Of the business to let all the bits so these multiples tend to be higher than the current market trade multiple sand that could be a benefit if you’re using this for coming analysis it can control it it includes a preview which could give you a premium estimate if you’re analyzing this business because my fire drawbacks and nonrepresentational analysis is it is very difficult.
in many cases to find property valuation Sydney cost transactions that you want to come in especially in today’s market with amazing as prevalent as was years ago or something like that it’s so big doesn’t really make sense either other people really buying companies this bigot goings one of these jobs exist it’s tough to find transactions of a bit or acquisitions of businesses that are so much to this day looking at that’s one big disadvantage second the analysis is historic also even if you do find transactions there they could be dated.
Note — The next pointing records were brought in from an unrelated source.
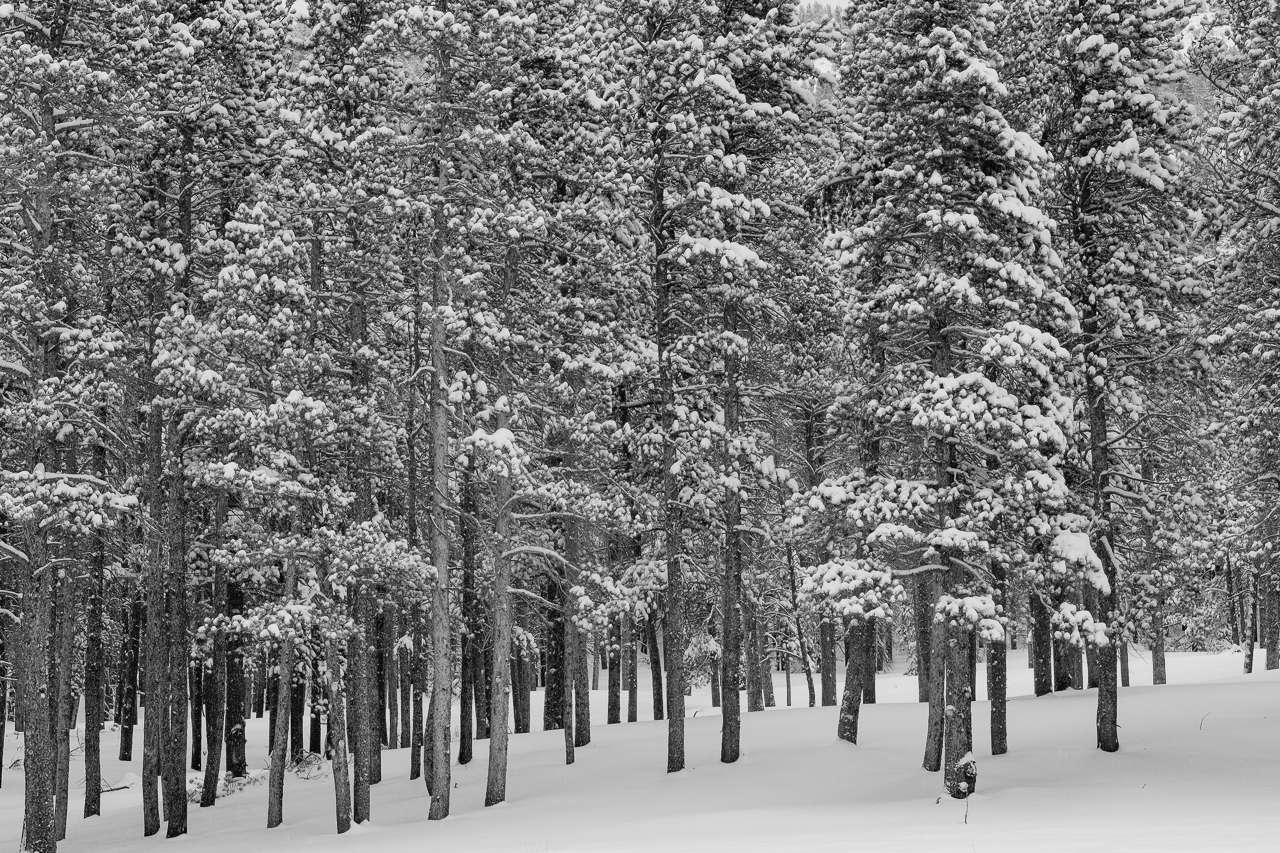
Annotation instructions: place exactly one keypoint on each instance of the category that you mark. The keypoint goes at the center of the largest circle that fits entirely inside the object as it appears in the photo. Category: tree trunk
(632, 660)
(764, 661)
(65, 702)
(1041, 651)
(654, 665)
(827, 639)
(128, 689)
(937, 680)
(997, 690)
(613, 656)
(1251, 634)
(233, 726)
(338, 735)
(961, 771)
(196, 687)
(35, 685)
(1157, 641)
(283, 708)
(855, 674)
(553, 656)
(297, 714)
(95, 664)
(176, 632)
(750, 657)
(871, 660)
(496, 789)
(1272, 624)
(923, 614)
(795, 610)
(415, 761)
(581, 693)
(361, 735)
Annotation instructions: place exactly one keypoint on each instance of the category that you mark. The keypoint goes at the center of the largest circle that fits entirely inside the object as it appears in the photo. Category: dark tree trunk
(553, 655)
(581, 693)
(33, 687)
(361, 737)
(752, 657)
(95, 662)
(419, 683)
(338, 735)
(855, 674)
(922, 607)
(1232, 601)
(216, 694)
(937, 680)
(297, 714)
(961, 771)
(1041, 651)
(1251, 638)
(392, 678)
(237, 760)
(1157, 642)
(196, 684)
(406, 694)
(128, 689)
(65, 701)
(284, 696)
(1272, 634)
(613, 657)
(632, 664)
(318, 703)
(871, 660)
(827, 660)
(795, 609)
(997, 690)
(654, 666)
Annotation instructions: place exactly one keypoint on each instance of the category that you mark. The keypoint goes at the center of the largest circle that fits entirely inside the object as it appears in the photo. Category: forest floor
(1197, 770)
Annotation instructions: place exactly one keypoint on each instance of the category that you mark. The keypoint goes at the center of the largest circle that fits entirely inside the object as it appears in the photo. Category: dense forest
(361, 359)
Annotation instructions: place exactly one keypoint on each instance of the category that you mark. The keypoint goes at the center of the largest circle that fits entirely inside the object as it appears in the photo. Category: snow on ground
(1197, 771)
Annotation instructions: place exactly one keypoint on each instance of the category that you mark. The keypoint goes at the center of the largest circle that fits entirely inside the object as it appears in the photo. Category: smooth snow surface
(1197, 771)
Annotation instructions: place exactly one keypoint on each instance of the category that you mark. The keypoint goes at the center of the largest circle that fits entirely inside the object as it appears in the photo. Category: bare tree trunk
(938, 676)
(923, 614)
(95, 664)
(216, 694)
(871, 660)
(338, 735)
(196, 685)
(615, 662)
(764, 661)
(415, 763)
(35, 685)
(361, 738)
(631, 641)
(997, 670)
(128, 717)
(1251, 639)
(1157, 641)
(961, 771)
(750, 656)
(1272, 624)
(656, 666)
(283, 708)
(855, 673)
(795, 610)
(237, 697)
(1041, 651)
(64, 708)
(496, 789)
(581, 692)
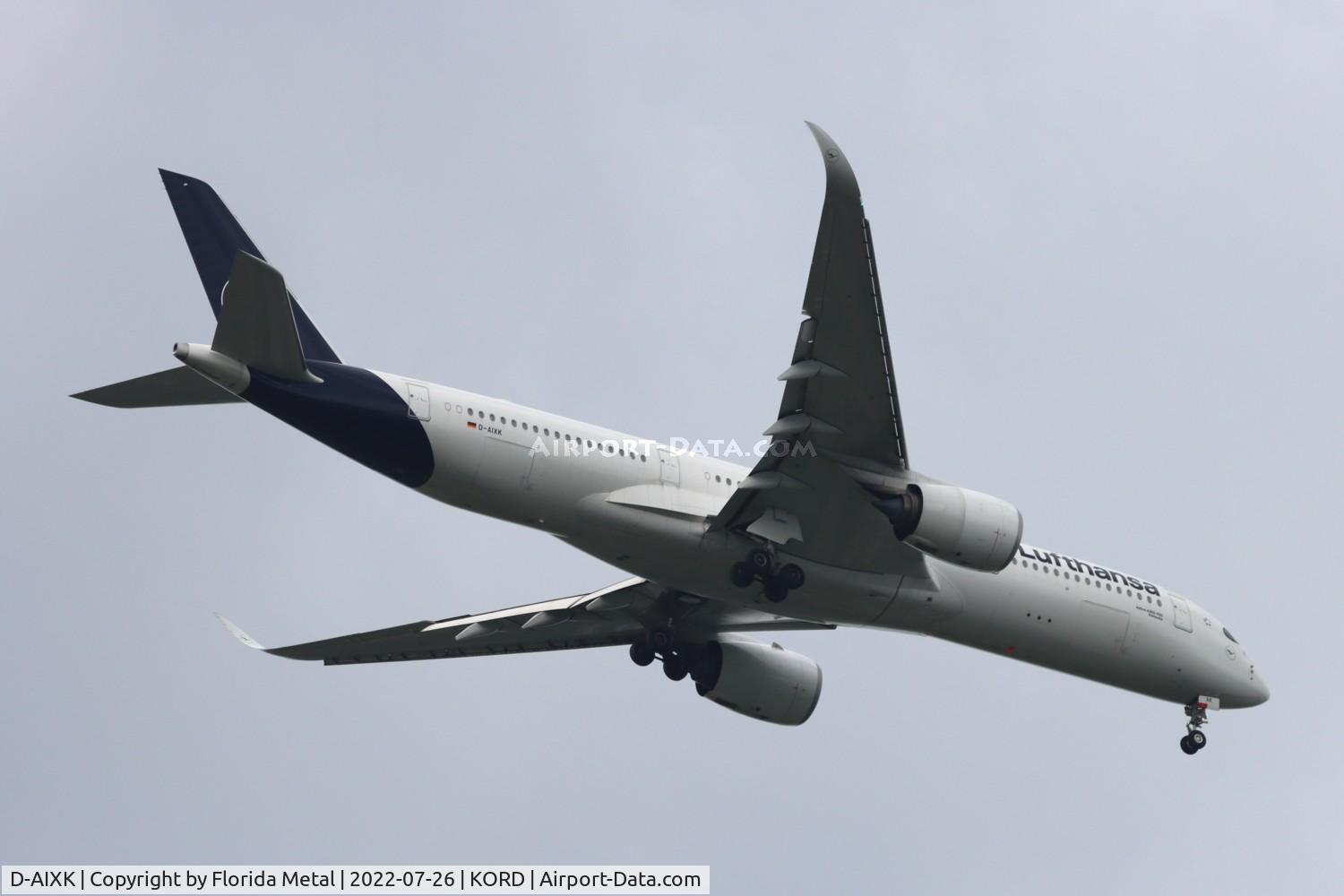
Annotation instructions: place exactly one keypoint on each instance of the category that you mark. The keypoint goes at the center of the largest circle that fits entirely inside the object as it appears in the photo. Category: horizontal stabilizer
(238, 633)
(257, 322)
(175, 387)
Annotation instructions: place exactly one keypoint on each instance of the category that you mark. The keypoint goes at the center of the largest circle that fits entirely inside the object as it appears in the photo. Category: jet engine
(762, 681)
(959, 525)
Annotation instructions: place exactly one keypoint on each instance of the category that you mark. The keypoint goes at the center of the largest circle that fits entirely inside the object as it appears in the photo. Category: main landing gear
(1198, 713)
(676, 664)
(779, 579)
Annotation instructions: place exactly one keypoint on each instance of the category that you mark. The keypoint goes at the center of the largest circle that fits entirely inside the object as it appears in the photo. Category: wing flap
(615, 616)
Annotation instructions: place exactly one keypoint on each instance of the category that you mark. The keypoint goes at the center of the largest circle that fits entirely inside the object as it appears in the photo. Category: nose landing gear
(779, 579)
(1198, 715)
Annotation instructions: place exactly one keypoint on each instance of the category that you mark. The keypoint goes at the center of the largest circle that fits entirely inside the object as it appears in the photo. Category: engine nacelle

To be from last year two years ago so a lot of times the environment changes mark change might have to give you the best indicator oh look at that wasn’t doing it is so you know as analysts is it’s often very difficult to come together not because of the map because it’s technically no-tit just talked to dig that information and even if you do in mind like transactions sometimes it’s tough to find underlying data for the aggravation that time to a little bit example allowed using nowadays it’s for something this is this could be but I’ll give you good techniques to have finally got some sort of discount category analysis this is taking a company’s future cash flows and projecting it back to current value and notice when we do use it just kind of guess what else.